Führer wies auf die persönliche Atmosphäre innerhalb der Abteilung hin und machte dabei die enge Verknüpfung von Forschung und Lehre deutlich. Entgegen verschiedenen politischen Aussagen sei diese Verbindung eine unabdingbare Voraussetzung, um das fachliche Wissen zu vermitteln. Zudem rege die Lehre die Forschung an.
Inhaltlich steht der größte Teil der Forschungsarbeit des Jubilars im Zusammenhang mit der Tablette. Diese verhältnismäßig junge, erst vor etwa 150 Jahren entwickelte Arzneiform wirft eine Vielzahl von theoretischen und praktischen Fragen auf.
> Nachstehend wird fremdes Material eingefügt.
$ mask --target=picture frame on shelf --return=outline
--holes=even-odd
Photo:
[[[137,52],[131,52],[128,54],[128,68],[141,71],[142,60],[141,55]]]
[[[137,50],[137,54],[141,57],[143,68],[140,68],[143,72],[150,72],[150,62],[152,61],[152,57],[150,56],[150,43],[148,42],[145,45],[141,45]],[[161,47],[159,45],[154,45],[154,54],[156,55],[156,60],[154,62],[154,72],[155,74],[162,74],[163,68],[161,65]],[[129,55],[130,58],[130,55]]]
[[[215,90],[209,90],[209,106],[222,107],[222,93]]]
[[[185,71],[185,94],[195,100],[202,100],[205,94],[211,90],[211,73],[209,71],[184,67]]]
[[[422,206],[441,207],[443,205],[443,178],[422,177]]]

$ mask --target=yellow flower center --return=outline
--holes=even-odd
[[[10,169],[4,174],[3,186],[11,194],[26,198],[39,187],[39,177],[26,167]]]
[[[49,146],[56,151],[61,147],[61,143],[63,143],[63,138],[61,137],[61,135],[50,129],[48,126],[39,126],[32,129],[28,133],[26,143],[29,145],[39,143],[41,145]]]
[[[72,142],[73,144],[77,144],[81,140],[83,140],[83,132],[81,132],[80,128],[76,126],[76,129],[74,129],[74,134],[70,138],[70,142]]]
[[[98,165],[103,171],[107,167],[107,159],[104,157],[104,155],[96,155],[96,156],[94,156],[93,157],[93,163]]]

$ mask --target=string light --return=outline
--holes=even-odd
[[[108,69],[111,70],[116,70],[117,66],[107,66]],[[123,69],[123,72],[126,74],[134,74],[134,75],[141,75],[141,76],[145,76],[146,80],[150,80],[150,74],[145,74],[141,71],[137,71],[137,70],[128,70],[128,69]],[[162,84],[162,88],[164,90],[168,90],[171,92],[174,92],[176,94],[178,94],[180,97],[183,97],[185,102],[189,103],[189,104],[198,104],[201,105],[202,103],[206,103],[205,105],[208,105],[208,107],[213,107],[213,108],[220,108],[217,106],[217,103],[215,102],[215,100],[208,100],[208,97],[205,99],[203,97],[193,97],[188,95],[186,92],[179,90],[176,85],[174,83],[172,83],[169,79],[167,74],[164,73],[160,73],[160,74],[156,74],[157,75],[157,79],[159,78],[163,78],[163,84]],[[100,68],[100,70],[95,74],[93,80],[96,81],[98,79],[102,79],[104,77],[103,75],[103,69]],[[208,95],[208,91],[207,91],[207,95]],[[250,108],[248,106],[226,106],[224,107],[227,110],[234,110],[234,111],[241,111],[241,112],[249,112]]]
Sie ist ein Produkt einer empirisch-technischen Entwicklung, so daß noch immer nach den Gesetzmäßigkeiten zu fragen ist, die dieser Empirie zugrundeliegen. Dabei fließen Erkenntnisse aus verschiedenen angrenzenden Fachgebieten ein.
Ausgangsstoff der Tablettierung ist ein disperses Pulver, das aus sich berührenden Feststoffpartikeln und einer Gasphase besteht. Bei der Verdichtung wird die Gasphase überwiegend ausgetrieben und die Feststoffpartikel werden irreversibel verformt. Aufgrund der Heterogenität des Systems besteht eine heterogene Kraftverteilung, die als Materialspannung darzustellen ist. Gerade die inhomogene Kraftverteilung innerhalb des zu tablettierenden Gutes ist als optimale Voraussetzung für die irreversible Verformung und das Erstellen einer Tablette anzusehen. Zur Beschreibung dieser Vorgänge haben sich kristallographische Daten als besonders aussagekräftig erwiesen. Führer erläuterte, daß Mahlprodukte und mikronisierte Produkte als Ausgangsstoffe für die Tablettierung problematisch sind, vielmehr sollten definierte Massenkristallisate eingesetzt werden, wofür jedoch eine erhebliche Entwicklungsarbeit zu leisten wäre.
Ein erheblicher Teil der Untersuchungen zur Tablettierung befaßt sich mit der dabei umgesetzten Energie. Dabei ist eine Erwärmung der frisch hergestellten Tabletten auf Temperaturen von 40 ūC oder allenfalls 60 ūC festzustellen, die jedoch einige örtlich sehr begrenzte chemische Reaktionen innerhalb des Tablettiergutes nicht verursachen können. Dies läßt auf streng lokalisierte erheblich energiereichere Vorgänge schließen. Als Voraussetzung für die Überlegungen zur Energiebilanz sind die Kraftmessungen bei der Tablettierung anzusehen, mit denen sich Mielck intensiv befaßt. So kann die Komprimierbarkeit mit Hilfe von Kraft-Weg-Diagrammen charakterisiert werden. Eine gute Kompression gelingt, wenn der größte Teil der aufgewendeten mechanischen Energie als Wärme wieder freigesetzt wird. Doch erlauben Kraft-Weg-Diagramme keine Aussagen, ob als Endprodukt eine stabile Tablette entsteht, da dies von einer Vielzahl von Einflußgrößen abhängt, die in einer solchen Darstellung nicht hinreichend zu erfassen sind. Daher sieht Führer in der Tablette weiterhin ein faszinierendes Forschungsgebiet.